Share your dilemmas and get honest opinions from other Mumsnetters.

See all MNHQ comments on this thread

to not have any resoutions for myself but could write a LIST for DH

173 replies

catgirl1976 · 01/01/2012 19:25

I love him to bits but I have got a load of resolutions he should make.

I am not a naggy type and I don't want to cause a row on New Years Day but some of these things are driving me insane and I need him to sort them out.

I worry I may be losing perspective as, other than drop the baby weight, I haven't made up any for me. To be fair - we have a 5 week old baby so the drinking and smoking went out of the window when I found out I was pregnant and I don't really have any other bad habits (at least I think I don't).

DH's resolutions would be as follows:

  1. STOP leaving your coat on the floor.
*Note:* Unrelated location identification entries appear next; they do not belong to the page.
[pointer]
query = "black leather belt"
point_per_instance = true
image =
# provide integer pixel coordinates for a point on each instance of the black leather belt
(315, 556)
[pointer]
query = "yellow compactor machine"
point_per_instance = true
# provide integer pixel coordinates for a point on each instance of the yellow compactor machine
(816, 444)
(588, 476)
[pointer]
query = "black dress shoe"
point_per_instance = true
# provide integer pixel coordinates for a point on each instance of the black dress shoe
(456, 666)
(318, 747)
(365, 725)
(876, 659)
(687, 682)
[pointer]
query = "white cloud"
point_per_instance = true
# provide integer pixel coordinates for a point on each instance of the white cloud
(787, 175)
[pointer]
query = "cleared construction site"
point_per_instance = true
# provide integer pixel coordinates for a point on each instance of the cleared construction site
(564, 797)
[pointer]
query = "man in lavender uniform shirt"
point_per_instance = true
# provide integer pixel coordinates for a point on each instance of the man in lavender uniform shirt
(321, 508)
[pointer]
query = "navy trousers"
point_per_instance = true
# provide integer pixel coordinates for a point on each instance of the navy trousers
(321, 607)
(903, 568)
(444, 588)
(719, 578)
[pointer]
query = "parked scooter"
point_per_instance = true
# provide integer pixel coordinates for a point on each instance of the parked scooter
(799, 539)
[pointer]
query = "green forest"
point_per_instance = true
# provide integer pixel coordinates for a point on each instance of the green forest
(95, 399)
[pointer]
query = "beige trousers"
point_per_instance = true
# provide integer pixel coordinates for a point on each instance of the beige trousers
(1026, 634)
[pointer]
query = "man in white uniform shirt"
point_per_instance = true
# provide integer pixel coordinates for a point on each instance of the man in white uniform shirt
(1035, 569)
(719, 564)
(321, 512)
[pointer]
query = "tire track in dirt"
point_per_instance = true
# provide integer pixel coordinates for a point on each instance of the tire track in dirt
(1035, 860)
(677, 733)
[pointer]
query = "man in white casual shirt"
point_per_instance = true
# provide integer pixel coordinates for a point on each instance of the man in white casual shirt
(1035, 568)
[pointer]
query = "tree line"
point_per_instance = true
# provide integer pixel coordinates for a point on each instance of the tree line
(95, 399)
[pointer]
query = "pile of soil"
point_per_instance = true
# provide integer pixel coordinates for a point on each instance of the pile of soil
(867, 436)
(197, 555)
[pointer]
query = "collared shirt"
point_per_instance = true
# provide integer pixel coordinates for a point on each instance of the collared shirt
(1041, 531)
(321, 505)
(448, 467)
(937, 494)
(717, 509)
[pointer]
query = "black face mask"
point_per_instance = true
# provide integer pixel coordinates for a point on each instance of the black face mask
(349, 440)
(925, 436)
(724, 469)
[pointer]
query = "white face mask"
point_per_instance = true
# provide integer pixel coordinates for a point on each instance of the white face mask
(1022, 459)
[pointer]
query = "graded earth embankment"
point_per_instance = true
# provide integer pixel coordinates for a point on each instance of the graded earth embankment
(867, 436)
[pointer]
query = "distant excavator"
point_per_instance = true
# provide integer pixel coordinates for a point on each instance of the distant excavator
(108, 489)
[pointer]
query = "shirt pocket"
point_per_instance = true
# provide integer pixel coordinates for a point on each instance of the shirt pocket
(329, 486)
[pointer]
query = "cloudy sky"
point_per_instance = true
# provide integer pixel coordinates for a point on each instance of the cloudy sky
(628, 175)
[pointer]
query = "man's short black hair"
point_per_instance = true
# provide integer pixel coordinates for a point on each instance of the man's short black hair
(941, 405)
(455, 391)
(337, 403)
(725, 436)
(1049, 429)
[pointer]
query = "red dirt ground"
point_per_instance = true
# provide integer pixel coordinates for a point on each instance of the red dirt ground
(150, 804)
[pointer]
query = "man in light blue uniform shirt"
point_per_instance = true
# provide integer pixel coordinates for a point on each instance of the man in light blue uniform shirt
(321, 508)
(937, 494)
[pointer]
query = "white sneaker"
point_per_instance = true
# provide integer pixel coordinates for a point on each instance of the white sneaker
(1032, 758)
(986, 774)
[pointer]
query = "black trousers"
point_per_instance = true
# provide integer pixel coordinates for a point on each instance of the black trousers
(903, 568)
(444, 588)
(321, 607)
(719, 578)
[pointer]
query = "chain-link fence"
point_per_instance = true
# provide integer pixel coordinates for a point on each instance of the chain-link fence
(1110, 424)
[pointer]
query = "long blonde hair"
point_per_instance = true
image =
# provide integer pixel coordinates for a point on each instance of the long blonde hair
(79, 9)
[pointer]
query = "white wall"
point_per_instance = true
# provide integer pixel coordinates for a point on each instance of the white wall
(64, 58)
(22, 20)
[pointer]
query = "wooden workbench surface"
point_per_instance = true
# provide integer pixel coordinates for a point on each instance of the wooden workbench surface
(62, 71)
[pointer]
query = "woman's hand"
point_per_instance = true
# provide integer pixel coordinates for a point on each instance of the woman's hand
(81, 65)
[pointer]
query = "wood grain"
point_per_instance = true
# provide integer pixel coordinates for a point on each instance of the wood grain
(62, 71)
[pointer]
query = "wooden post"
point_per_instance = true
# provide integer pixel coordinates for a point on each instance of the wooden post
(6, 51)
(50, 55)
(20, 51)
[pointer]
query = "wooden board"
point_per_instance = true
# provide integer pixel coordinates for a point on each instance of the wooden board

Whenever he takes it off, he drops it on the floor. Wherever he was at the time. I pick his coat off the floor upwards of 20 times a day.
  1. STOP staying up till 6am playing on the computer. I am sick of sleeping alone. We are married - I am not single so why do I sleep alone every night? You are nearly 40. This is insane.
  1. START getting up before the afternoon. We have a 5 week old baby. I do all the night feeds then get up with him at 7am. You come downstairs in the afternoon. This is not fair. I appreciate if he sorts No. 2, No. 3 will follow.
  1. STOP drinking so much. 1, sometimes 2 bottles of wine a night. Every night. Its a dangerous level. The other night he did 2 bottles of wine and half a bottle of port. I know its Christmas but you have a son now and he would like you to live a while.
  1. STOP leaving the fecking back door wide open EVERY night when you come to bed. The house is freezing when I get up and just because we live in a naice area does not mean we are immune for being burgled. Especially when you have pretty much fecking invited them in.
  1. STOP smoking. Again - you have a son now. For him and for you - stop. I know you are down to a few a day and you smoke outside (see back door issue) but STOP.
  1. STOP opening a nicotine patch and leaving the scissors, patch wrapper and patch backing on the work top EVERY SINGLE DAY. I am SO tired of picking them up.
  1. GO TO THE TIP. You have promised you will go every day for over a month. There is a pile of shite in the back garden and its getting bigger. Seriously - I cannot ask you again.
  1. START doing some housework. Any house work. Even if you just pick up after yourself it would help. We haev a 5 week old. I am tired. You don't even close cupboard doors when you open them. In the mornings I can see exactly what you have done the night before by the trail you leave me.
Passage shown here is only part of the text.